Average Expected Loss: 0.006
Average Bias: 0.005
Average Variance: 0.003


From the data above, it is difficult to say that one classifier is better than the other since their bias and variance from `bias_variance_decomp` are basically identical.

It is interesting that although both algorithms are tree-based classifiers, the `max_depth` are very different.
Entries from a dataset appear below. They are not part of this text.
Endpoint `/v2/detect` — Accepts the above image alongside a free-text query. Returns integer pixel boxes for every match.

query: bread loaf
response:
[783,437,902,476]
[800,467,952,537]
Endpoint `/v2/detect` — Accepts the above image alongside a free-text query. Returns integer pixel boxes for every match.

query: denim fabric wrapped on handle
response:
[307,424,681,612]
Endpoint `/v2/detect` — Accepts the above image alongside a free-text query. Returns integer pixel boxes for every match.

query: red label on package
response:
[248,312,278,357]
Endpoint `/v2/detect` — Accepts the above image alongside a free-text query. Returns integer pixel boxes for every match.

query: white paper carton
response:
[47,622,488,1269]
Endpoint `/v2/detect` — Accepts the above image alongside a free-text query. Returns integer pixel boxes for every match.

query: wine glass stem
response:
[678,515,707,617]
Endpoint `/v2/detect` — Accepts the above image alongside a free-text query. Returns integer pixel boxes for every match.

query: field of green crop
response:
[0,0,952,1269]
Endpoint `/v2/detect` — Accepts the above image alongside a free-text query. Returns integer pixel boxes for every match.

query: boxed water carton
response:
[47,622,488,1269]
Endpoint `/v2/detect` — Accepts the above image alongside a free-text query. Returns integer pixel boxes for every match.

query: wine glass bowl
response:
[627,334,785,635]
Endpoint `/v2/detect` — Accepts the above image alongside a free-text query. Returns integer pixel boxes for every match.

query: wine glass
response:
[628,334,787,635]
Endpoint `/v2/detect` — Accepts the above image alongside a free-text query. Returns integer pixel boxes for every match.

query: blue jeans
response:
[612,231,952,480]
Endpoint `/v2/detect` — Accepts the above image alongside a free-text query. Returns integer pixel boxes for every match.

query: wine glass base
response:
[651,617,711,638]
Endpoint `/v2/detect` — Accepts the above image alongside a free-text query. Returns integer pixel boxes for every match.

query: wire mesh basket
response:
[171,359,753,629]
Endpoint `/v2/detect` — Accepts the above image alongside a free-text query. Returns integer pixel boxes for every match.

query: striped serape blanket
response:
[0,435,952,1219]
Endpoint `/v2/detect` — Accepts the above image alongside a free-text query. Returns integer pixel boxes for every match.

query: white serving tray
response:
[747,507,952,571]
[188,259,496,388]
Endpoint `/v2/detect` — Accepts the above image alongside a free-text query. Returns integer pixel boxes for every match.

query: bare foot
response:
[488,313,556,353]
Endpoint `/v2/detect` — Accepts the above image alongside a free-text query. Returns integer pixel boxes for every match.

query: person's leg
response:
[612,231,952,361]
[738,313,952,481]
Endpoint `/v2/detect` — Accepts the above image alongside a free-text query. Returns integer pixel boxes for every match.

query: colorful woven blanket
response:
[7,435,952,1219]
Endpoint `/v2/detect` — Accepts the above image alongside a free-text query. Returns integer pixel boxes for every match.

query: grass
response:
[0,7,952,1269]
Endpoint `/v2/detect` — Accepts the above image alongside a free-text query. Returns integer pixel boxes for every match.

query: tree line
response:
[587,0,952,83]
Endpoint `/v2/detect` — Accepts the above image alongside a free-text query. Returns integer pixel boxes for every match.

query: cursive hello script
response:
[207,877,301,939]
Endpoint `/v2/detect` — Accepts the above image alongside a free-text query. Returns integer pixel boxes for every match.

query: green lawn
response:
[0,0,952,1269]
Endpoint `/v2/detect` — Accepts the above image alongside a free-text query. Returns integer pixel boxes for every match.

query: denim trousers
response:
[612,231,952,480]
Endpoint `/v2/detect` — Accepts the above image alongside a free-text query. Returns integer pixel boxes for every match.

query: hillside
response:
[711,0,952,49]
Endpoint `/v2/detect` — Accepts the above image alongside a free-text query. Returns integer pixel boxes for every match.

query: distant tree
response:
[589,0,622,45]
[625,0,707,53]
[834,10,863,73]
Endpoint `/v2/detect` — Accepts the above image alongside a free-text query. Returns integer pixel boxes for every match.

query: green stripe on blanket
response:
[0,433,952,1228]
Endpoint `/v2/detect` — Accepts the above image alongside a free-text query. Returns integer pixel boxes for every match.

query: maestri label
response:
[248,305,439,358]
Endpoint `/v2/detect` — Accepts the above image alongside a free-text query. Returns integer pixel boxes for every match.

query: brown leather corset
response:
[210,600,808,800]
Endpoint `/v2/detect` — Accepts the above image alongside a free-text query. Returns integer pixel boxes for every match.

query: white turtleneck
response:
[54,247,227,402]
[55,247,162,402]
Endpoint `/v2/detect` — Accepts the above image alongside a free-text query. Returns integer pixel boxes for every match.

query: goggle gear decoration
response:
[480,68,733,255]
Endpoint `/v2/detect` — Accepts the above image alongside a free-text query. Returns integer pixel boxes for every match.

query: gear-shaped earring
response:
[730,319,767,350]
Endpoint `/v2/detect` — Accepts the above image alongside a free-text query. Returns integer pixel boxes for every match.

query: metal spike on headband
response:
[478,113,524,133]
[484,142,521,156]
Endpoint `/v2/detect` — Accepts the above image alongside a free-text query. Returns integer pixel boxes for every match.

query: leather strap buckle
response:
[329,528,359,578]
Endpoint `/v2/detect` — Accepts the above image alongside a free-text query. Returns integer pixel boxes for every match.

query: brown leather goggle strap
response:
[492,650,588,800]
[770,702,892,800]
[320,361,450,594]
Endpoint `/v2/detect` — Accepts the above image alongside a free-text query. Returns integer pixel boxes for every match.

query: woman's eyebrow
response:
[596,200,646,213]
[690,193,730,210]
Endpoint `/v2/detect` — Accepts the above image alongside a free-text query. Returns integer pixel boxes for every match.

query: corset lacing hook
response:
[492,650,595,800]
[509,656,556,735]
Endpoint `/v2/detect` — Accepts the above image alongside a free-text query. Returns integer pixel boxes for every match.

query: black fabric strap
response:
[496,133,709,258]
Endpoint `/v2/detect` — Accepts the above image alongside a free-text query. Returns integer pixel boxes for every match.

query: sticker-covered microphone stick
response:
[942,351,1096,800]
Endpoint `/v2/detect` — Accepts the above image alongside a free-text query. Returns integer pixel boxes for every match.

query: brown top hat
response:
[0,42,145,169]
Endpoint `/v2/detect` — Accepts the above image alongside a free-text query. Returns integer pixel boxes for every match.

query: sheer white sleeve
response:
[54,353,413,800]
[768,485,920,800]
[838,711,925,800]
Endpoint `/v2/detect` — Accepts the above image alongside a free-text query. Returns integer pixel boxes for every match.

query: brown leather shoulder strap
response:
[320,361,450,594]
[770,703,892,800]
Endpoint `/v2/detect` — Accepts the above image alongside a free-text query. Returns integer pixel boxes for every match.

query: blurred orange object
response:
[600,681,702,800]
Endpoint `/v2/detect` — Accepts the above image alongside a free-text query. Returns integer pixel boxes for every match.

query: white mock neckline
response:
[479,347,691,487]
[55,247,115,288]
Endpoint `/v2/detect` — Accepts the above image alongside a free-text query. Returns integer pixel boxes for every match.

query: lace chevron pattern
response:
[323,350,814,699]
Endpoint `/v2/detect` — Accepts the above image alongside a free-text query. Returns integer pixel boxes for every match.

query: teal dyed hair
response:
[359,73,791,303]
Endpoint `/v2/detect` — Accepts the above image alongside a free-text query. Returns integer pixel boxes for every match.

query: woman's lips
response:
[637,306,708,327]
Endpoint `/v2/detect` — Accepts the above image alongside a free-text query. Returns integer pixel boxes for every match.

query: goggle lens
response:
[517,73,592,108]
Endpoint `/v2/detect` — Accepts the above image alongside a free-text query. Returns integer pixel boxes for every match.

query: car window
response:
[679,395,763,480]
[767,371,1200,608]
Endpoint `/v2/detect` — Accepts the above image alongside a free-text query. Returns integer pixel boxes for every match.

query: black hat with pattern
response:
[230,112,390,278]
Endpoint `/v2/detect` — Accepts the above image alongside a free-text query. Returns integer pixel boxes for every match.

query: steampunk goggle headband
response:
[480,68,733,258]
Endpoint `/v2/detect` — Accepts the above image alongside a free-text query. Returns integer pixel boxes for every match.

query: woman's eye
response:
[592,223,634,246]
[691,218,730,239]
Random forests have much deeper trees compared to XGBoost. [Source](https://towardsdatascience.com/why-do-random-forest-and-gradient-boosted-decision-trees-have-vastly-different-optimal-max-depth-a64c2f63e127#:~:text=Bias%20measures%20the%20systematic%20loss,patterns%20in%20data%20(overfitting)) 




In [None]:
print(search_gb.best_params_)
print(rf_search.best_params_)

{'n_estimators': 460, 'min_samples_split': 10, 'min_samples_leaf': 2, 'max_features': None, 'max_depth': 4, 'learning_rate': 0.2}
{'n_estimators': 1600, 'min_samples_split': 10, 'min_samples_leaf': 1, 'max_features': None, 'max_depth': 70, 'bootstrap': False}


## Base XGBoost

In [None]:
# estimate bias and variance for optimized XGBoost
loss, bias, var = bias_variance_decomp(GradientBoostingClassifier(random_state=10), 
                                       x_train.values, y_train.values, x_test.values, y_test.values, 
                                       loss='0-1_loss', # use this instead of mse for binary classification
                                       num_rounds=50, # I could use more, but computing power is limited
                                       random_seed=10)
# summarize results
print('Average Expected Loss: %.3f' % loss)
print('Average Bias: %.3f' % bias)
print('Average Variance: %.3f' % var)

Average Expected Loss: 0.006
Average Bias: 0.005
Average Variance: 0.004


The default XGBoost also has almost identical average bias and variance over 50 bootstrapped samples as the previous. Here, I'll conclude that the default XGBoost is the best performing model since it has the highest scoring in the evaluation metrics: 
    
    cohen_kappa_score
    f1_score
    roc_auc_score
    jaccard_score
    recall_score

all the while having similar bias and variance.